“軍餉到賬了嗎?”
岳舞不由樂了一樂,饒有興趣的看著這些人,笑說,“那就發下去唄。”
這些人面面相覷,司首笑說:“錢不是已經到岳大人手上了嘛,我等把賬目算一算,岳大人把相應的款項撥付到本司就可以了。
本司將會盡快安排人手發放。”
岳舞隨意的問:“需要多少錢?”
軍需管理司這位雨界主事要比民安司勤快多了,馬上拿出一本賬冊,翻開一頁,一本正經的說道:“雨界軍餉每個月需要發放十萬綠仙石左右,歷年所欠軍餉三千萬左右,岳大人暫時撥付三千萬就夠了,不足之處容后再說。”
胃口真不小。
岳舞加倍足額發放了所有軍餉,也不到三千萬綠仙石。
加倍的哦!
到人家這里,還可能不足。
岳舞指指桌面:“賬冊放在這里。”
雨界主事猶豫了一下,說:“岳大人,此乃軍事機密,不宜外泄。”
岳舞怒然而視:“本仙君堂堂雨界鎮府仙君,還有雨界的軍事機密不能知道嗎?”
他看看一堆本司的上司,硬著頭皮說:“此乃本司機密,本司并不歸雨界管轄····”
岳舞一拍桌子:“來人。”
門口的莫山川和常而西立馬進來:“大人有何吩咐?”
“將此人拉去墓地,埋了。”
“是。”
兩人過來拿人,雨界主事嚇得尖叫了一聲:“救我救我!”
軍需管理司這些人也是嚇一大跳,司首忙說:“岳大人莫開玩笑,你要看本司的賬冊,看就好。
本司堂堂正正,并無見不得人之處,岳大人身為雨界仙君,自然可以查看一二。”
雨界主事方才連忙把賬冊放到他桌上。
岳舞一擺手:“先押到一邊。”
莫山川和常而西把這個主事抓了,押到一邊去。
司首有些無奈的笑了笑,說道:“下屬不懂事,多有不敬,下官給岳大人賠個不是,還望岳大人不要計較。
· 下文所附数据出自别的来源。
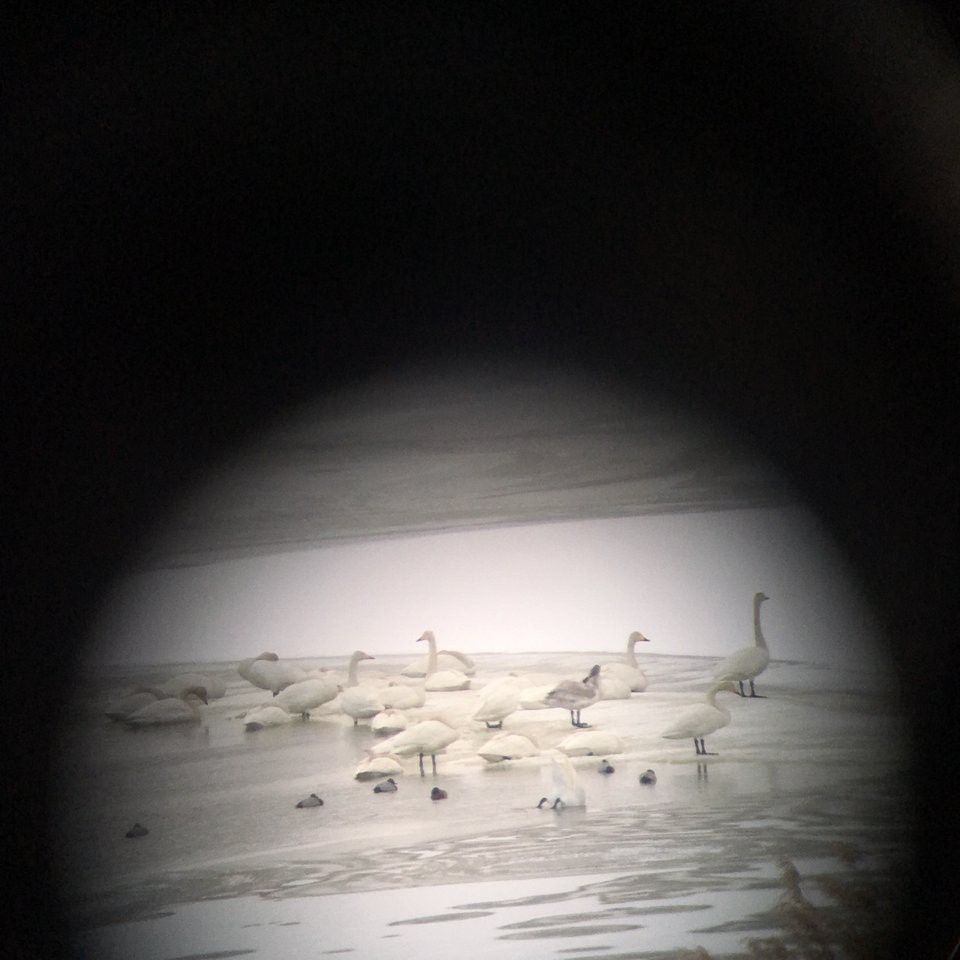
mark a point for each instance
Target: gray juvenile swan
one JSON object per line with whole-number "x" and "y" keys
{"x": 576, "y": 695}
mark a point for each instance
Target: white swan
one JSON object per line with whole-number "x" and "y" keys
{"x": 268, "y": 715}
{"x": 441, "y": 680}
{"x": 508, "y": 746}
{"x": 613, "y": 688}
{"x": 425, "y": 739}
{"x": 274, "y": 675}
{"x": 629, "y": 670}
{"x": 591, "y": 743}
{"x": 134, "y": 701}
{"x": 701, "y": 719}
{"x": 375, "y": 768}
{"x": 360, "y": 703}
{"x": 401, "y": 696}
{"x": 170, "y": 710}
{"x": 575, "y": 695}
{"x": 497, "y": 701}
{"x": 567, "y": 789}
{"x": 312, "y": 801}
{"x": 446, "y": 660}
{"x": 306, "y": 695}
{"x": 388, "y": 722}
{"x": 749, "y": 662}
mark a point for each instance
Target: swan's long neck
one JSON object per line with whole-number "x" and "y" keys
{"x": 432, "y": 656}
{"x": 757, "y": 632}
{"x": 712, "y": 700}
{"x": 352, "y": 680}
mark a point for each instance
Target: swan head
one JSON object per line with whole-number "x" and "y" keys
{"x": 199, "y": 692}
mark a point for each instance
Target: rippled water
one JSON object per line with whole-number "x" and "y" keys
{"x": 811, "y": 774}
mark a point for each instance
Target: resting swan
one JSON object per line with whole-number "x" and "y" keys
{"x": 441, "y": 680}
{"x": 749, "y": 662}
{"x": 497, "y": 701}
{"x": 576, "y": 695}
{"x": 701, "y": 719}
{"x": 170, "y": 710}
{"x": 628, "y": 670}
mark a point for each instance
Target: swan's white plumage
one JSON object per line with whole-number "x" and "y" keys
{"x": 508, "y": 746}
{"x": 306, "y": 695}
{"x": 267, "y": 715}
{"x": 702, "y": 718}
{"x": 426, "y": 739}
{"x": 498, "y": 700}
{"x": 441, "y": 680}
{"x": 175, "y": 686}
{"x": 170, "y": 710}
{"x": 586, "y": 743}
{"x": 628, "y": 670}
{"x": 401, "y": 696}
{"x": 388, "y": 722}
{"x": 749, "y": 662}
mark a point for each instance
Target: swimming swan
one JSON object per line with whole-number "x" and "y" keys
{"x": 575, "y": 695}
{"x": 268, "y": 715}
{"x": 749, "y": 662}
{"x": 508, "y": 746}
{"x": 424, "y": 739}
{"x": 170, "y": 710}
{"x": 629, "y": 670}
{"x": 441, "y": 680}
{"x": 701, "y": 719}
{"x": 567, "y": 788}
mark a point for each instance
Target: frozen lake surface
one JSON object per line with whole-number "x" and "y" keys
{"x": 815, "y": 774}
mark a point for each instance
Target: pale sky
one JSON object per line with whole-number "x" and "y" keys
{"x": 685, "y": 580}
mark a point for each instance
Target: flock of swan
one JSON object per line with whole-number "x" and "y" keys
{"x": 390, "y": 706}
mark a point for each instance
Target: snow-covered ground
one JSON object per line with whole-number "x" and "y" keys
{"x": 814, "y": 773}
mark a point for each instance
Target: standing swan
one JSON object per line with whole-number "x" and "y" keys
{"x": 749, "y": 662}
{"x": 425, "y": 739}
{"x": 702, "y": 719}
{"x": 576, "y": 695}
{"x": 438, "y": 680}
{"x": 629, "y": 670}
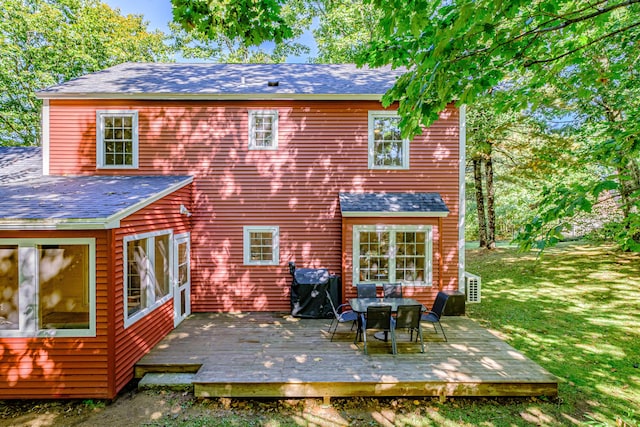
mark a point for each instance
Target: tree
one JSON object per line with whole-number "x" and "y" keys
{"x": 46, "y": 42}
{"x": 459, "y": 50}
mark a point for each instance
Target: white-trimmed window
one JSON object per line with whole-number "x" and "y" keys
{"x": 147, "y": 264}
{"x": 261, "y": 245}
{"x": 117, "y": 139}
{"x": 387, "y": 149}
{"x": 48, "y": 287}
{"x": 263, "y": 129}
{"x": 392, "y": 254}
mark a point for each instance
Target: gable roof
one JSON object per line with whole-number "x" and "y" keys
{"x": 31, "y": 200}
{"x": 81, "y": 202}
{"x": 392, "y": 205}
{"x": 229, "y": 81}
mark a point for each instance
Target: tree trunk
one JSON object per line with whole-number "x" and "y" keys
{"x": 491, "y": 210}
{"x": 482, "y": 225}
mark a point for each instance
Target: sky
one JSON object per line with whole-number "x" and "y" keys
{"x": 157, "y": 13}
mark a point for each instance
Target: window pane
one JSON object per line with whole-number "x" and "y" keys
{"x": 9, "y": 288}
{"x": 374, "y": 256}
{"x": 261, "y": 246}
{"x": 118, "y": 140}
{"x": 161, "y": 267}
{"x": 388, "y": 145}
{"x": 63, "y": 296}
{"x": 262, "y": 132}
{"x": 137, "y": 275}
{"x": 410, "y": 256}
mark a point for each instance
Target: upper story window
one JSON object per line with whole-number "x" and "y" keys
{"x": 387, "y": 149}
{"x": 48, "y": 287}
{"x": 263, "y": 129}
{"x": 117, "y": 139}
{"x": 261, "y": 245}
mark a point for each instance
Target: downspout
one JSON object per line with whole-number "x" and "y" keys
{"x": 462, "y": 199}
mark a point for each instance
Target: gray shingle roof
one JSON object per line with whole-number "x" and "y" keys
{"x": 19, "y": 163}
{"x": 392, "y": 204}
{"x": 139, "y": 80}
{"x": 88, "y": 201}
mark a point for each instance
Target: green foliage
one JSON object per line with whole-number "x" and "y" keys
{"x": 459, "y": 51}
{"x": 252, "y": 21}
{"x": 343, "y": 30}
{"x": 45, "y": 42}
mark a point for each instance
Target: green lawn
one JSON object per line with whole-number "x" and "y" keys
{"x": 575, "y": 311}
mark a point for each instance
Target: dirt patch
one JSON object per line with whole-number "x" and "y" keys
{"x": 174, "y": 408}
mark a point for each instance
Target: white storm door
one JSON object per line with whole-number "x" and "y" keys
{"x": 182, "y": 277}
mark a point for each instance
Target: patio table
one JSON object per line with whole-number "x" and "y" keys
{"x": 360, "y": 305}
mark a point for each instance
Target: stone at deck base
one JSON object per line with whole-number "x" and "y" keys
{"x": 172, "y": 381}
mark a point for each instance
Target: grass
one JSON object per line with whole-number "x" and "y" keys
{"x": 575, "y": 311}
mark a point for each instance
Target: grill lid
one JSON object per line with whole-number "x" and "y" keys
{"x": 311, "y": 276}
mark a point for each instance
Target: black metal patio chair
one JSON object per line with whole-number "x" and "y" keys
{"x": 340, "y": 315}
{"x": 409, "y": 317}
{"x": 433, "y": 316}
{"x": 378, "y": 318}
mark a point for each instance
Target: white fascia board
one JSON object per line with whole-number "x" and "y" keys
{"x": 113, "y": 219}
{"x": 215, "y": 97}
{"x": 110, "y": 222}
{"x": 53, "y": 224}
{"x": 349, "y": 214}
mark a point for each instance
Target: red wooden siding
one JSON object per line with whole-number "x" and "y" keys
{"x": 426, "y": 294}
{"x": 61, "y": 366}
{"x": 135, "y": 341}
{"x": 322, "y": 151}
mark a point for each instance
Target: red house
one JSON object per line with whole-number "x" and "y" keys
{"x": 171, "y": 188}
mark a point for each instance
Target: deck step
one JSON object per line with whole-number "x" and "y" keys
{"x": 172, "y": 381}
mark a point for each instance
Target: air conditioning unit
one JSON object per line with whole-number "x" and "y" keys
{"x": 472, "y": 287}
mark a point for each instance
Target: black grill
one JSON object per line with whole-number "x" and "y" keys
{"x": 309, "y": 288}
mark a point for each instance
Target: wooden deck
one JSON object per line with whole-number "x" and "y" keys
{"x": 276, "y": 355}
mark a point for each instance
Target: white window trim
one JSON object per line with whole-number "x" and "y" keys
{"x": 28, "y": 256}
{"x": 274, "y": 137}
{"x": 275, "y": 240}
{"x": 152, "y": 304}
{"x": 428, "y": 229}
{"x": 100, "y": 115}
{"x": 371, "y": 144}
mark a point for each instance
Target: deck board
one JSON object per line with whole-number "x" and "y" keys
{"x": 276, "y": 355}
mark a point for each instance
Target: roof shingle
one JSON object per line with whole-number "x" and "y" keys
{"x": 392, "y": 204}
{"x": 178, "y": 79}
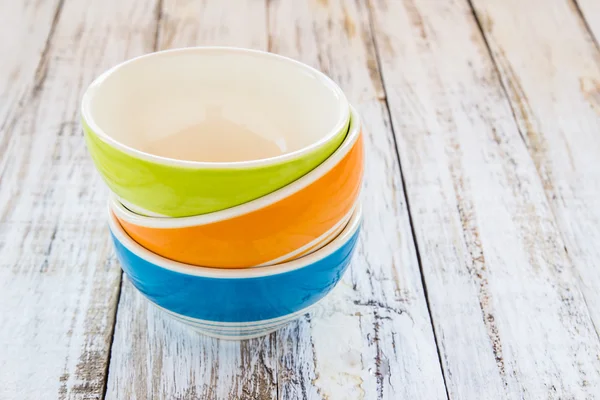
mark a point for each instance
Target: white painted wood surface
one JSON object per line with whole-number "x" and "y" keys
{"x": 510, "y": 319}
{"x": 590, "y": 10}
{"x": 506, "y": 214}
{"x": 556, "y": 100}
{"x": 374, "y": 338}
{"x": 58, "y": 280}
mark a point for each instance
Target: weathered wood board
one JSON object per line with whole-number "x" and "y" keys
{"x": 58, "y": 280}
{"x": 510, "y": 319}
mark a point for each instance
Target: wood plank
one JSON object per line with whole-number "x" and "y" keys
{"x": 167, "y": 360}
{"x": 590, "y": 11}
{"x": 556, "y": 99}
{"x": 510, "y": 319}
{"x": 372, "y": 338}
{"x": 58, "y": 280}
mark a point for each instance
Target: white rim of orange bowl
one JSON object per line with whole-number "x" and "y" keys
{"x": 228, "y": 273}
{"x": 271, "y": 198}
{"x": 327, "y": 81}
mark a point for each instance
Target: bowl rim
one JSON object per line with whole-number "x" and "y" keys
{"x": 239, "y": 273}
{"x": 160, "y": 222}
{"x": 341, "y": 124}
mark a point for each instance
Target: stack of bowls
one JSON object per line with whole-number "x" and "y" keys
{"x": 235, "y": 178}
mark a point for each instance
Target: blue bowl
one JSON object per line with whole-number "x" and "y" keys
{"x": 236, "y": 303}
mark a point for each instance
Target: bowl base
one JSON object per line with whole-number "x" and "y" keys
{"x": 235, "y": 330}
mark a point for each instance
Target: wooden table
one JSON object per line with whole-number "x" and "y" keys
{"x": 478, "y": 271}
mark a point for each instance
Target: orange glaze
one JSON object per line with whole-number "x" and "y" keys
{"x": 268, "y": 233}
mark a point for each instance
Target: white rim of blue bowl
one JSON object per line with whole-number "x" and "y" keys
{"x": 163, "y": 222}
{"x": 327, "y": 81}
{"x": 227, "y": 273}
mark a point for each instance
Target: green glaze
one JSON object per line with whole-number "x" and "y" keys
{"x": 183, "y": 191}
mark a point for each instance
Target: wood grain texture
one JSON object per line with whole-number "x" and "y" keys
{"x": 590, "y": 11}
{"x": 555, "y": 97}
{"x": 510, "y": 319}
{"x": 372, "y": 338}
{"x": 154, "y": 357}
{"x": 58, "y": 281}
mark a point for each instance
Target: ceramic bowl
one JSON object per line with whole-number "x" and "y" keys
{"x": 277, "y": 227}
{"x": 196, "y": 130}
{"x": 240, "y": 303}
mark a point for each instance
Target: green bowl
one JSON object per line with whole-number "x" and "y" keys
{"x": 192, "y": 131}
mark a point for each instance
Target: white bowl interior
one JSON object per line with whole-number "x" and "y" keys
{"x": 138, "y": 216}
{"x": 215, "y": 105}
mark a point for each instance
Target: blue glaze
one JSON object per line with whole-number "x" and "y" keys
{"x": 239, "y": 299}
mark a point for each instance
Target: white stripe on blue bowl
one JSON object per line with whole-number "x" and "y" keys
{"x": 236, "y": 303}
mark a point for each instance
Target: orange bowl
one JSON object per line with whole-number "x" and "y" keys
{"x": 286, "y": 224}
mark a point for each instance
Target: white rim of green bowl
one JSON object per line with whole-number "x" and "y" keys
{"x": 228, "y": 273}
{"x": 327, "y": 81}
{"x": 271, "y": 198}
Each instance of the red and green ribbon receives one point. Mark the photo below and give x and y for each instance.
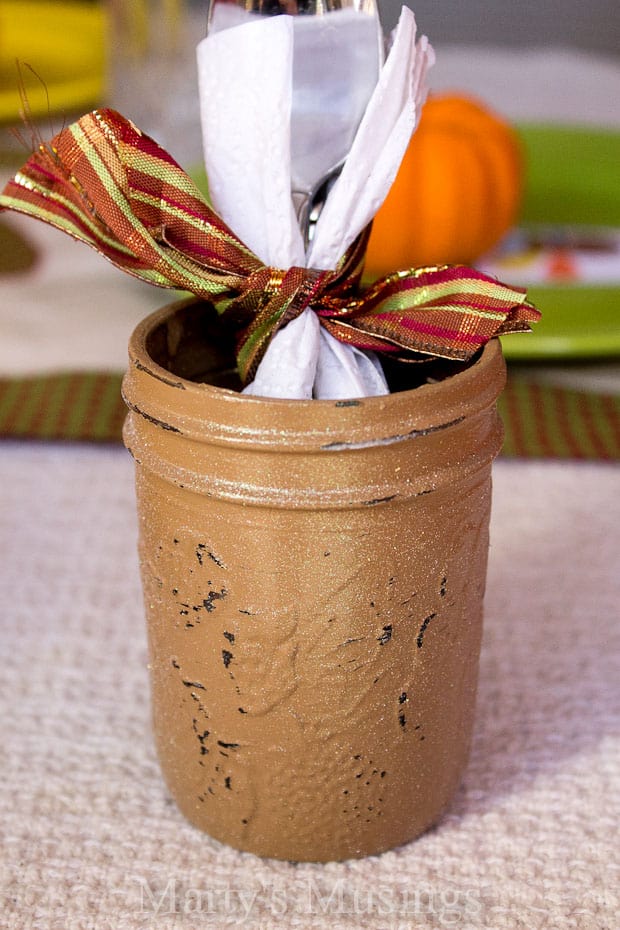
(106, 183)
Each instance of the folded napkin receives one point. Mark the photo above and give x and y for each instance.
(245, 81)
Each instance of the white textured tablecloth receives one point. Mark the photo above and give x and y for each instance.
(90, 837)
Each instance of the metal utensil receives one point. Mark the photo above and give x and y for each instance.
(338, 53)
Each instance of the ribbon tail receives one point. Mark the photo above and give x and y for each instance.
(447, 311)
(107, 184)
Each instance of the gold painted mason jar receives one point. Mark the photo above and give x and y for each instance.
(313, 576)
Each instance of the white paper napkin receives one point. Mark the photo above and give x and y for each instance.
(245, 82)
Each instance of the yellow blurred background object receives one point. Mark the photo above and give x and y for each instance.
(61, 48)
(458, 189)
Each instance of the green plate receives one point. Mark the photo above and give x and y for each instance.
(572, 179)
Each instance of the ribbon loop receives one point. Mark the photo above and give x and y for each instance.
(106, 183)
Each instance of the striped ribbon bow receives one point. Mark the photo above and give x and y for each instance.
(106, 183)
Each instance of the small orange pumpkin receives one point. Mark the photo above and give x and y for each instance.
(456, 193)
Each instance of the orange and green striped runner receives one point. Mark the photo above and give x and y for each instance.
(541, 421)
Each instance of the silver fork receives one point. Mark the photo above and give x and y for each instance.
(337, 56)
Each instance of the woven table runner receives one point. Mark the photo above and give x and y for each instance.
(541, 421)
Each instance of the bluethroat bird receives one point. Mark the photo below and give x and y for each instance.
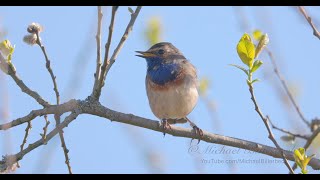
(171, 85)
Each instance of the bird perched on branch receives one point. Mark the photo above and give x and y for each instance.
(171, 84)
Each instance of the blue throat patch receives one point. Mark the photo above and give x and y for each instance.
(161, 73)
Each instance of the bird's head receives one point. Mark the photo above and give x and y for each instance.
(161, 53)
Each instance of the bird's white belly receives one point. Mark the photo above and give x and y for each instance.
(173, 103)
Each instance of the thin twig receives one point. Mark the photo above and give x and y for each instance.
(308, 143)
(97, 90)
(53, 77)
(288, 132)
(24, 141)
(265, 121)
(308, 18)
(56, 116)
(114, 56)
(45, 128)
(24, 88)
(285, 86)
(98, 40)
(40, 142)
(96, 109)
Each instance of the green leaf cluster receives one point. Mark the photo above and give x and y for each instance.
(248, 51)
(302, 159)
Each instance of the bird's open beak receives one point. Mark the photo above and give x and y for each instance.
(145, 54)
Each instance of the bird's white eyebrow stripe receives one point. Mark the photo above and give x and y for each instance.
(176, 56)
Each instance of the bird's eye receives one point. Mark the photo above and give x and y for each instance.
(161, 51)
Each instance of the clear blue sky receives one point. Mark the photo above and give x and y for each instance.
(207, 36)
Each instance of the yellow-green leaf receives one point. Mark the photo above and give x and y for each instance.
(257, 34)
(264, 40)
(256, 65)
(153, 31)
(298, 155)
(246, 36)
(241, 68)
(246, 50)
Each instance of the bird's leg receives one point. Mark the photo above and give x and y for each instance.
(165, 125)
(197, 130)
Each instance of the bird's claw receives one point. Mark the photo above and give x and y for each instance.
(165, 125)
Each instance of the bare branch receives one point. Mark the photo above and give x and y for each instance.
(45, 128)
(97, 88)
(288, 132)
(99, 110)
(265, 121)
(98, 40)
(52, 109)
(95, 108)
(308, 18)
(108, 63)
(16, 157)
(285, 86)
(53, 77)
(308, 143)
(56, 116)
(24, 141)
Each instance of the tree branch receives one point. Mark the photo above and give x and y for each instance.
(107, 64)
(52, 109)
(56, 116)
(285, 86)
(99, 110)
(308, 18)
(24, 88)
(308, 143)
(97, 89)
(265, 121)
(288, 132)
(10, 160)
(95, 108)
(98, 40)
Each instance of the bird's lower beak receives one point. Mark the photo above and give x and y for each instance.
(145, 54)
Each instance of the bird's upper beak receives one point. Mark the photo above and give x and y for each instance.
(145, 54)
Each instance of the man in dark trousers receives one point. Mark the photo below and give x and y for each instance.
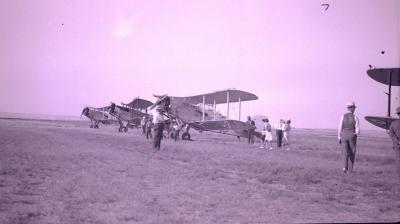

”
岳舞沒理他,翻開這本賬冊隨意的看了看,頓時皺起了眉毛。
他雖然也算當過仙兵,俸祿在厚土仙府領的,那是足額發放。到了地方軍中,足額發放軍餉都是不可能的事,被克扣的厲害。
有時天庭撥付的軍餉就不足,能到軍士手中的錢更是少之又少。
“最近十年,天庭撥付的軍餉是五成,因何只發放了三成?”
那兩成哪去了?
軍餉發放的時候,岳舞可是照了七成補足欠餉,也就是說,他的錢一早被截留了兩成。
司首說道:“其中兩成是本司的開支費用。”
岳舞疑問:“天庭沒有給你們發放俸祿嗎,因何還要在此截留?”
“這是規矩,歷年下來均是如此。”
“規矩你大爺!”
前方將士拿著命在拼,才得到了三成軍餉,他們一個規矩就截留了兩成。
司首有些尷尬,爭辯道:“這確實是多年來的規矩,本官上任以來,從來都沒有特意增加過,一直是照著規矩辦事,并沒有多拿貪占之處,岳大人無須動怒。”
這兩成拿的理所當然,沒有增加已經是很仁義的事了。
這樣的規矩在前,怎么分這筆錢也早有定數,誰上任都不可能減少這筆支出,也就成了理所當然的規矩。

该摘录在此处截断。